« Comment j’ai découvert la manipulation américaine »

Publié le 23 juillet 2003 Lecture : 3 minutes.

Le gouvernement américain a-t-il manipulé les informations concernant les programmes d’armement de Saddam Hussein afin de justifier une invasion de l’Irak ? Mon expérience des mois précédant le déclenchement de la guerre me porte à répondre par l’affirmative. […]
Ce qui, aujourd’hui, m’amène à prendre la plume, c’est une mission que j’ai effectuée, l’an dernier, au Niger.
Tout a commencé en février 2002, lorsque des fonctionnaires du service du vice-président Dick Cheney m’ont fait part de leurs préoccupations concernant un rapport secret impliquant ce pays sahélien. La raison de leur inquiétude : un document que je n’ai jamais vu évoquant un possible trafic d’oxyde d’uranium vers l’Irak. On me proposa de mener l’enquête sur place. Après avoir obtenu l’accord du département d’État, j’acceptai de faire le voyage à Niamey. Ma mission, bien qu’effectuée en toute discrétion, n’en était pas pour autant secrète. La CIA prenait en charge l’ensemble de mes dépenses, mais j’agissais bien pour le compte du gouvernement des États-Unis.

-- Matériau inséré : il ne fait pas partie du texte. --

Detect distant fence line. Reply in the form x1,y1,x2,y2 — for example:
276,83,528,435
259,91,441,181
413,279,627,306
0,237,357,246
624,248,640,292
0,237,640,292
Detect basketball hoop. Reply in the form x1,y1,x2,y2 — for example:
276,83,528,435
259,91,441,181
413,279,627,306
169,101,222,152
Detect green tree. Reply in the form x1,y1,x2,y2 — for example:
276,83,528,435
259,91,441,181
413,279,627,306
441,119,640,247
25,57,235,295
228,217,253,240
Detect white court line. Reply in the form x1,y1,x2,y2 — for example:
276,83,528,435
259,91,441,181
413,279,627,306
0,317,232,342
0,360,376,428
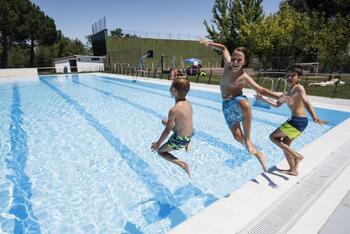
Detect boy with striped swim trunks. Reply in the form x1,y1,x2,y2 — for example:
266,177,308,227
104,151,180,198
151,77,193,176
256,66,326,176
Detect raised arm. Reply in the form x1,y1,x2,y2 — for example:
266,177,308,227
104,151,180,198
199,39,231,63
298,85,327,124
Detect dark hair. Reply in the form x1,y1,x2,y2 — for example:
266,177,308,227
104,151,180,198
171,78,190,97
292,65,303,76
234,47,250,67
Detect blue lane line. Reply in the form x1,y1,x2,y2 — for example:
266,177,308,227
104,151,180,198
93,76,278,128
5,84,40,233
68,77,252,167
40,78,197,228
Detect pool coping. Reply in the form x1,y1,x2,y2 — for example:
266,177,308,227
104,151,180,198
92,73,350,234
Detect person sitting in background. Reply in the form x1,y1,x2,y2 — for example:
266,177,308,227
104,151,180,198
308,75,345,87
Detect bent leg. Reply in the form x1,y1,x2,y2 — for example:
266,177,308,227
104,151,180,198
270,129,303,176
239,99,257,155
230,123,267,172
157,144,191,177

Fin février, j’atterrissai dans la capitale nigérienne. La ville ne m’était pas étrangère : j’y avais été diplomate au milieu des années 1970 et j’y étais retourné, en tant que fonctionnaire du Conseil national de sécurité, à la fin des années 1990.
Le lendemain matin de mon arrivée, je rencontrai l’ambassadrice américaine Barbro Owens- Kirkpatrick. Comme je pouvais m’y attendre, cette dernière avait déjà eu vent des allégations concernant ces mystérieuses ventes d’uranium à l’Irak et en avait déjà avisé Washington. Elle se montra très coopérative. Les huit jours suivants, je rencontrai des membres des gouvernements nigériens précédent et actuel.
Il me fallut peu de temps pour comprendre qu’un commerce illégal d’uranium ne pouvait raisonnablement pas avoir eu lieu. La raison en était simple : il n’existe que deux mines d’uranium au Niger, la Somaïr et la Cominak, exploitées par des sociétés étrangères française, espagnole, japonaise, allemande et nigériane. Le gouvernement nigérien n’aurait pu « récupérer» une partie de cet uranium sans en informer l’un des consortiums exploitants. Or ceux-ci sont strictement surveillés par l’Agence internationale de l’énergie atomique. Aucune vente n’aurait pu se faire sans l’accord du ministre nigérien des Mines, du Premier ministre et très certainement du président. On le comprend : avec un tel contrôle, il aurait été impossible de vendre de l’uranium en secret à l’Irak.
Début mars, je retournai à Washington et fis un compte-rendu détaillé de mon voyage à la CIA, puis au bureau des affaires africaines du département d’État. Il existe au moins quatre documents confirmant ma mission : deux rapports de l’ambassade américaine à Niamey, un document de la CIA résumant mes conclusions ainsi qu’un compte-rendu (probablement oral) de la CIA à l’attention du bureau du vice-président.
L’ « affaire » du Niger tomba quelque peu dans l’oubli jusqu’à ce jour de septembre 2002 où le gouvernement britannique publia un dossier réquisitoire accusant l’Irak de posséder des armes non conventionnelles et, ainsi, de représenter une menace pour la sécurité mondiale. Pour appuyer sa démonstration, le rapport indiquait que Bagdad avait tenté d’acheter de l’uranium auprès d’un pays africain. En janvier 2003, le président Bush reprit ces accusations à son compte. Cette position me troubla et je fis part de mes doutes à un ami du département d’État, lui rappelant que les conclusions de mon voyage au Niger contredisaient ces déclarations. Il me répondit que le président Bush se référait peut-être à un des trois autres pays africains producteur d’uranium : le Gabon, l’Afrique du Sud ou la Namibie. J’acceptai son explication ignorant à cette époque que le département d’État avait déjà publié un document accusant nommément le Niger.
Aujourd’hui, je me demande si mon rapport de mission n’a tout simplement pas été écarté parce qu’il n’allait pas dans le sens d’une décision politique celle d’attaquer Bagdad qui, visiblement, avait déjà été prise. Si tel est le cas, il devient légitime de douter du bien-fondé de l’intervention militaire américaine contre l’Irak.